Exactly! The sergeant has written enough citations for littering on the lake to rattle off the statute number (287.8b(2a) off the top of his head. In winter, it's mainly ice fishermen who pull out their ice shacks but leave the garbage behind. (I'm guessing empty beer cans rather than used Earl Gray tea bags.)
So write a citation! Write a citation! "But who do I send it to?" he asked.
I did not have my wits about me (they were on loan to Ruben Mamoulian, who is now AWOL) or I would have suggested Mr. Barack Hussein Obama. Guy in a turban, about yay high. Can't miss him.

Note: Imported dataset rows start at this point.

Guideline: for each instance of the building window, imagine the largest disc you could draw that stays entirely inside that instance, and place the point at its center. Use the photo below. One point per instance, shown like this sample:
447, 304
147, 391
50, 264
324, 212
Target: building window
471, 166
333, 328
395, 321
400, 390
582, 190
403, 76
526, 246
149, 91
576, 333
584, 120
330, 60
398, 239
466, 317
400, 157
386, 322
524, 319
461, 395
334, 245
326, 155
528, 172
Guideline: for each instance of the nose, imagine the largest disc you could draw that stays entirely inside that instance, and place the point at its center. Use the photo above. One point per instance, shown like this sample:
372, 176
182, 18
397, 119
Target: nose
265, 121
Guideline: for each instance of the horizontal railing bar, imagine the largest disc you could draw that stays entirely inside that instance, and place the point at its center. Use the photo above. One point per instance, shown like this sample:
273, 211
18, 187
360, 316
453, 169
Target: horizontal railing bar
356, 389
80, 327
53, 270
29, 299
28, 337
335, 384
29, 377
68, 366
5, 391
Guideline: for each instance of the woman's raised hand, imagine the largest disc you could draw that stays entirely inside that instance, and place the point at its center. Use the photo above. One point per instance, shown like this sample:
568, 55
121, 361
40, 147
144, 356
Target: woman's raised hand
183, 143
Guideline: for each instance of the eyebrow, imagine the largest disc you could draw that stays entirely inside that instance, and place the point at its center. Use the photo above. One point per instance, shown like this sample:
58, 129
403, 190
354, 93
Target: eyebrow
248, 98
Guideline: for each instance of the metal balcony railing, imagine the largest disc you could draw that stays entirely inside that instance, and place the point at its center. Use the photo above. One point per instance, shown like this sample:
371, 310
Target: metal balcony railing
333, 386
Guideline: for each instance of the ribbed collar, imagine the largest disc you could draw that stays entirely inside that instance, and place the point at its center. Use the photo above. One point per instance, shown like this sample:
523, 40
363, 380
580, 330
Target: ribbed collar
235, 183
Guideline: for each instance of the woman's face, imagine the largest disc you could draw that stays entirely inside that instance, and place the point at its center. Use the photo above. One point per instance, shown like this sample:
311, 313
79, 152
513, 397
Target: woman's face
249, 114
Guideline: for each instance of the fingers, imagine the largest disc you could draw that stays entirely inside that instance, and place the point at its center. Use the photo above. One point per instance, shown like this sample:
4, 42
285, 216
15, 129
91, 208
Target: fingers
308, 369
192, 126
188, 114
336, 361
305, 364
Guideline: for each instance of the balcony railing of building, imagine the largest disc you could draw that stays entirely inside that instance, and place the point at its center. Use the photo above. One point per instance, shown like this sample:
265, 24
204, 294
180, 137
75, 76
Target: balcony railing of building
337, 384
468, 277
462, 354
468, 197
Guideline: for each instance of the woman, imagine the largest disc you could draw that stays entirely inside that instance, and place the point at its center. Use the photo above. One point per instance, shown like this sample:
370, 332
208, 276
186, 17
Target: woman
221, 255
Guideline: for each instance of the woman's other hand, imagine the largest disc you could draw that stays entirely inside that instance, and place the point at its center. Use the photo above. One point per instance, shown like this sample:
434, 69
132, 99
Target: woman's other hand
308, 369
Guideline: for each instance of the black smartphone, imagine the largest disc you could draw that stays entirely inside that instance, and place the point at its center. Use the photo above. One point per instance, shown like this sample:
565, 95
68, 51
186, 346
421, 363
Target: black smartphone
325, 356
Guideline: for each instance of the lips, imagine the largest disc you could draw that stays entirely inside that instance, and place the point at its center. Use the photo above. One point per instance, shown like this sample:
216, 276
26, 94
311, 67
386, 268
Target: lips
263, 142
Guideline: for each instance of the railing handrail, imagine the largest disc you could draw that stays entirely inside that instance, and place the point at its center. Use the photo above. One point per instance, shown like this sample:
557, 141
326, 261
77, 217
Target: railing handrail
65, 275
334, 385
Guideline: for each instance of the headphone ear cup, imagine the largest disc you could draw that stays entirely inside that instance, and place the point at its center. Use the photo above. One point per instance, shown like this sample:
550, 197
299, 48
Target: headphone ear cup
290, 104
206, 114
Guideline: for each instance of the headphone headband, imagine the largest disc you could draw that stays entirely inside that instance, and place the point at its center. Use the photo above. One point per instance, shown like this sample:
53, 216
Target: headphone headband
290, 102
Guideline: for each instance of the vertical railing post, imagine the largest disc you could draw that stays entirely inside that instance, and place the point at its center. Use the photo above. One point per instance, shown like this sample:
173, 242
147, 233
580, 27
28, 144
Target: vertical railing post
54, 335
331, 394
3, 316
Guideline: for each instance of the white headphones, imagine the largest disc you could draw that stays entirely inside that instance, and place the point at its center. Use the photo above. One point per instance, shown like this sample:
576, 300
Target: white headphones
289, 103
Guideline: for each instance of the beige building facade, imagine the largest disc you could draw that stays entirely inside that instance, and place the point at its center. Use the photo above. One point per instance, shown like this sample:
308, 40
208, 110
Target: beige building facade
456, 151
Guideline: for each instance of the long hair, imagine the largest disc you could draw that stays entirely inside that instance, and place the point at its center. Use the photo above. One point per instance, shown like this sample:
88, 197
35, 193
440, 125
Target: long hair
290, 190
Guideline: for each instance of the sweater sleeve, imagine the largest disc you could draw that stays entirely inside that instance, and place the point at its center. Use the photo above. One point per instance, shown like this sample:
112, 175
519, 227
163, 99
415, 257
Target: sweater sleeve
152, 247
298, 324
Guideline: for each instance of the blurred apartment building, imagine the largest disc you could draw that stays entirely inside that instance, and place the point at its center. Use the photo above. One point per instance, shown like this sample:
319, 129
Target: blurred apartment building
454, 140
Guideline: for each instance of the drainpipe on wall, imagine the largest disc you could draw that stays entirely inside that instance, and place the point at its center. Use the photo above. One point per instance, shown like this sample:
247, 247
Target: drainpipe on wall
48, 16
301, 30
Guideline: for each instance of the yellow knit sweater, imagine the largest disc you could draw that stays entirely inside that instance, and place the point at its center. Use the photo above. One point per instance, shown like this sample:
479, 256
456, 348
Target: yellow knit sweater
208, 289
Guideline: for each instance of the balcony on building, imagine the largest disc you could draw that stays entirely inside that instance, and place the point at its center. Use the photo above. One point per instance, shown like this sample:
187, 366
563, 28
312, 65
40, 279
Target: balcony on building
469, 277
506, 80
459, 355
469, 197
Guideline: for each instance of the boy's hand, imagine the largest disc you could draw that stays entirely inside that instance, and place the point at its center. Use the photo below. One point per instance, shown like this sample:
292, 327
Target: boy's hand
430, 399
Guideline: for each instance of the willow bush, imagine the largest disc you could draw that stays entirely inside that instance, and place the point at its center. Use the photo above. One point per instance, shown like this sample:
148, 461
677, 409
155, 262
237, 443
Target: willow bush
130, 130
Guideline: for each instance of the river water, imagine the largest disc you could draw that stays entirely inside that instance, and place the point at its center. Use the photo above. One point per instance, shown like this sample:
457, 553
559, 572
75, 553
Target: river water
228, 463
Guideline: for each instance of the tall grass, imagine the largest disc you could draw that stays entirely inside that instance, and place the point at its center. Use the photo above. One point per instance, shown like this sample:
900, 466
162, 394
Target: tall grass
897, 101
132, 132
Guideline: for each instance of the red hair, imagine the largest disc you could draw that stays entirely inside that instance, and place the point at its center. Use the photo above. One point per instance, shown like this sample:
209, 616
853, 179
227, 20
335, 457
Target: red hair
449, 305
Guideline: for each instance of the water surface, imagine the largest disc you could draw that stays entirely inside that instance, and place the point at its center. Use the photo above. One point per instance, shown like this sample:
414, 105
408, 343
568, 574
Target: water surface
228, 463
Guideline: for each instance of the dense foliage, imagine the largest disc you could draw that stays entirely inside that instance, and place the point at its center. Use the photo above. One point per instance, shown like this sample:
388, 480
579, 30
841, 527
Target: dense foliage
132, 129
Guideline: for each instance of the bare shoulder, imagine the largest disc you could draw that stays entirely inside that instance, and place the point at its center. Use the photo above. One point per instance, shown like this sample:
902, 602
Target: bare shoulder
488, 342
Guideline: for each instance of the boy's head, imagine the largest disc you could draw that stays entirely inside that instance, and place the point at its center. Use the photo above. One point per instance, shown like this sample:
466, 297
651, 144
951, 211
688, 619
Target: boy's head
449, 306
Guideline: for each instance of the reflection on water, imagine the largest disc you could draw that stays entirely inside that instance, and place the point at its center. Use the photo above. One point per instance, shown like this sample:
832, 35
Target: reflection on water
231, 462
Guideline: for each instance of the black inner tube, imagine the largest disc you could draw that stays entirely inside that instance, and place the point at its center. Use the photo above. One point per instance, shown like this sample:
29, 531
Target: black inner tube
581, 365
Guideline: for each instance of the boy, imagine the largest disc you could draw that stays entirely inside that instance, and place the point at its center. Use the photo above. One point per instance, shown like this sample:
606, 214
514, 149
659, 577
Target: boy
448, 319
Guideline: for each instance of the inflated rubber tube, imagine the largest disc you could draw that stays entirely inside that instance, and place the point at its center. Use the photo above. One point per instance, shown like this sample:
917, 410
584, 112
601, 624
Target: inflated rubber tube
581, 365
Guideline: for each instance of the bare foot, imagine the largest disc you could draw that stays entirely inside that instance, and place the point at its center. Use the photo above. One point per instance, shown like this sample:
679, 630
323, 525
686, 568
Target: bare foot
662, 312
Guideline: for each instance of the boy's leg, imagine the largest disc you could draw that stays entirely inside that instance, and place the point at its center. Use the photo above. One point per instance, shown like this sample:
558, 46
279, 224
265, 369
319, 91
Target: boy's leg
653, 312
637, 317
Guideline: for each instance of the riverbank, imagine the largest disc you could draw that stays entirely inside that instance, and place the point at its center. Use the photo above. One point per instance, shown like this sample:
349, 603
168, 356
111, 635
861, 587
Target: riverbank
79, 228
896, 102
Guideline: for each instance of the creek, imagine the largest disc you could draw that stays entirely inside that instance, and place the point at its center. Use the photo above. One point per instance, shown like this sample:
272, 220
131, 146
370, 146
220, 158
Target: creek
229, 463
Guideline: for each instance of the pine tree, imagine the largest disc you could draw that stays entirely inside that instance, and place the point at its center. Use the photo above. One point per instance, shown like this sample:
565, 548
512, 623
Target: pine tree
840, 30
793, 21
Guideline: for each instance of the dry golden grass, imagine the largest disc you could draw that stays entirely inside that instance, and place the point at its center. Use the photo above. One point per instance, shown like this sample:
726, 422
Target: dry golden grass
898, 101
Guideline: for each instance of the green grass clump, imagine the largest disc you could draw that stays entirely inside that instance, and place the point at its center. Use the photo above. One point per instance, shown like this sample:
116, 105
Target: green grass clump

The real issue is who is going to remove it. "I don't want to be a garbage collector," Sgt. Ritter said.
The ice is still 1.5 feet thick, but if the warm weather holds, the sign is going to the bottom. So much for Obama's environmental vote.
"I may have to call the corporation counsel," the sheriff's sergeant mused.
Melanie on Line One
Melanie Conklin returned my call, thereby giving my fragile ego a small boost. Her Wisconsin State Journal column ends next week when Doug Moe moves in from The Capital Times. (I reported Susan Lampert Smith's reaction to the loss of her column in my last entry.) Talking to Melanie is like holding a flute of champagne under your nose, she is that effervescent.
She was no less bubbly when we talked Wednesday. "This is not a change I am mourning. I think this could be good. I'm excited."
Although being reassigned to the city desk with Susan, Melanie says she will have more opportunity to do longer pieces of greater import and impact. Politics, for instance.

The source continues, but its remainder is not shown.